If you feel ill with fever, flu-like symptoms or respiratory illness, please call us to reschedule your appointment. Please Do Not Bring Children Under age 16 to Appointments.

Liver Disease in Pregnancy

By R. Kyle Barnett, MD

Abnormal liver tests occur in approximately 3-5% of pregnant women. For some women, test results that would otherwise suggest liver or gallbladder dysfunction in a non-pregnant woman may, in fact, be normal in a pregnant woman. Abnormal test results should be evaluated by a specialist since some diseases, newly diagnosed in pregnancy, may require more immediate intervention for the expectant mother or unborn fetus.

Additional Testing

Managing a pregnant woman with liver disease is a common medical scenario that involves unique challenges, since the mother AND fetus must be considered in any clinical treatment decisions. Pregnant patients who have had abnormal liver tests can expect to undergo some level of additional testing, to address initial testing results.

A standard workup, just as any non-pregnant individual with similar results would have, is the first step. Most liver test results remain the same during pregnancy, except for those produced by the placenta. Abnormalities seen with certain liver tests require further evaluation.

Ultrasound testing is safe and is the preferred imaging type in abnormal liver assessment that suggests gallbladder disease. MRI and CT scans may be used but only under certain conditions in later pregnancy.

Endoscopy may be necessary during pregnancy, but if possible, not until after the second trimester. Sedation with propofol is acceptable for pregnant patients.

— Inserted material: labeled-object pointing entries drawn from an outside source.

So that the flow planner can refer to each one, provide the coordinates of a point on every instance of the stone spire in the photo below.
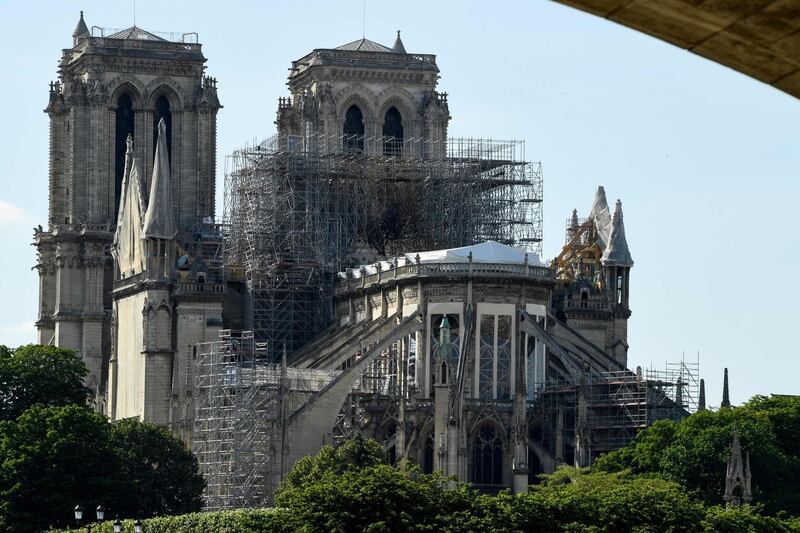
(701, 404)
(81, 31)
(398, 47)
(737, 476)
(616, 252)
(159, 222)
(726, 400)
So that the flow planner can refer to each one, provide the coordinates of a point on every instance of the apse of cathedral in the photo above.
(367, 275)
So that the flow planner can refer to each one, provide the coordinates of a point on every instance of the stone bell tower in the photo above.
(111, 86)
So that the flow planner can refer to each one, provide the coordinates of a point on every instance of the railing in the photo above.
(576, 303)
(171, 36)
(385, 56)
(194, 287)
(444, 270)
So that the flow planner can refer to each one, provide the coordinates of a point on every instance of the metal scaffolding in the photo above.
(243, 403)
(297, 211)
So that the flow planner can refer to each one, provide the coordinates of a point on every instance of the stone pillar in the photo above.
(441, 415)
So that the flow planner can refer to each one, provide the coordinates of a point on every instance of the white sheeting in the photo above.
(485, 252)
(158, 221)
(128, 237)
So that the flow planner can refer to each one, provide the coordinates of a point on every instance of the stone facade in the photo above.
(386, 93)
(110, 87)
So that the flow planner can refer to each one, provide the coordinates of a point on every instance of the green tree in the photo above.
(158, 474)
(351, 488)
(695, 451)
(39, 375)
(52, 458)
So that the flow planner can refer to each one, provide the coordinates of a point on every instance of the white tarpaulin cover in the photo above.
(158, 221)
(485, 252)
(128, 237)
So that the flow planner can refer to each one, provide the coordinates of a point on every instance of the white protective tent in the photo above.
(485, 252)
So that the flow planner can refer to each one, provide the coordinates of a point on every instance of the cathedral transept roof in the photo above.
(137, 34)
(365, 45)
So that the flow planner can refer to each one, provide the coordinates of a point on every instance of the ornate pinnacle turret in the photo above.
(737, 476)
(398, 47)
(701, 404)
(616, 252)
(81, 31)
(159, 220)
(726, 400)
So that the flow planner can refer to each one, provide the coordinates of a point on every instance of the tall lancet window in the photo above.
(392, 132)
(163, 111)
(354, 130)
(124, 127)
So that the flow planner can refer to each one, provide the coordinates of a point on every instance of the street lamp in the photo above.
(100, 513)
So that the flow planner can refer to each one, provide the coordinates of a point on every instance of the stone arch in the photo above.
(404, 104)
(163, 326)
(165, 87)
(497, 424)
(132, 86)
(426, 446)
(355, 94)
(400, 98)
(488, 448)
(386, 434)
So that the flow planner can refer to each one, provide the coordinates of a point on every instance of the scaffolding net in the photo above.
(243, 403)
(299, 209)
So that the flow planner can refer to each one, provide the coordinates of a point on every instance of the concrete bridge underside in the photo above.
(759, 38)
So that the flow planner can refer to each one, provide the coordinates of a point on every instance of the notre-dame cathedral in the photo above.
(378, 252)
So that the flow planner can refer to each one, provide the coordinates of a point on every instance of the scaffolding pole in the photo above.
(298, 211)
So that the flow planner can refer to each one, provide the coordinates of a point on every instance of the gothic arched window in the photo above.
(354, 130)
(124, 127)
(392, 132)
(163, 111)
(487, 457)
(427, 454)
(534, 467)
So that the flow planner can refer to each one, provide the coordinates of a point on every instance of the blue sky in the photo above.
(705, 160)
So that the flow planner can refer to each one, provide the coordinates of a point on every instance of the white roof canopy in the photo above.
(485, 252)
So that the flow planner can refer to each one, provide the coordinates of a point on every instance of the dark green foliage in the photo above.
(52, 458)
(56, 453)
(158, 475)
(39, 375)
(239, 521)
(695, 451)
(350, 489)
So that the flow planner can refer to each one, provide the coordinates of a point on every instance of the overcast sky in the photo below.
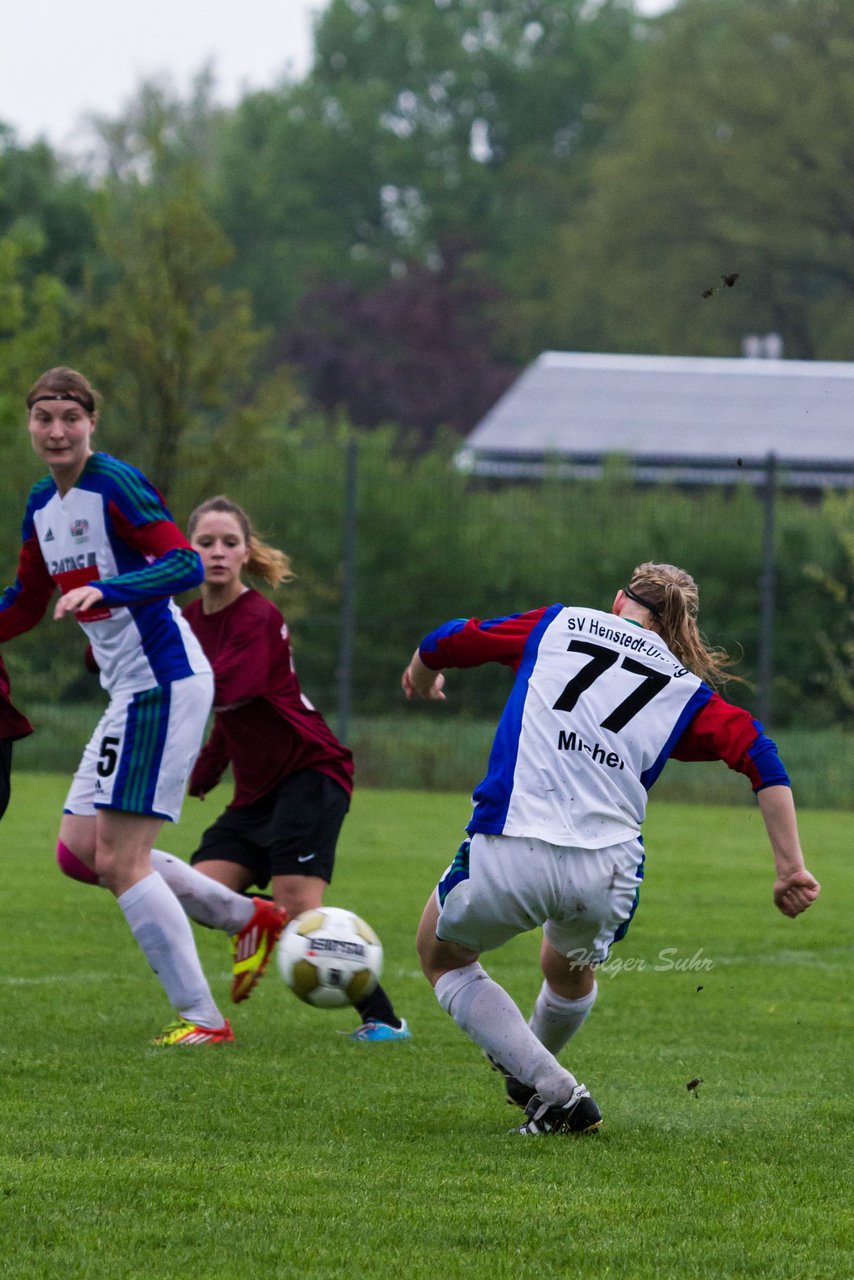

Liver Diseases Unique to Pregnancy

Hyperemesis gravidarum (HG), is a condition which includes severe morning sickness, with symptoms which can include nausea, vomiting, jaundice, weight loss and dehydration which can affect liver function, urine output, blood pressure, cognition and heart rate. Treatment for HG may require hospitalization to ensure the pregnant woman receives fluids and nutrients necessary for her own health as well as that of the fetus, usually followed by bedrest.

Preeclampsia with liver involvement can progress to the level of Severe Preeclampsia, prompting delivery after 36 weeks to limit maternal and fetal complications.

HELLP syndrome, is an unusual set of symptoms that may be related to preeclampsia. It affects liver function, causes the breakdown of red blood cells and produces a low platelet count, which negatively affects blood clotting ability. Immediate delivery is recommended (especially after 34 weeks).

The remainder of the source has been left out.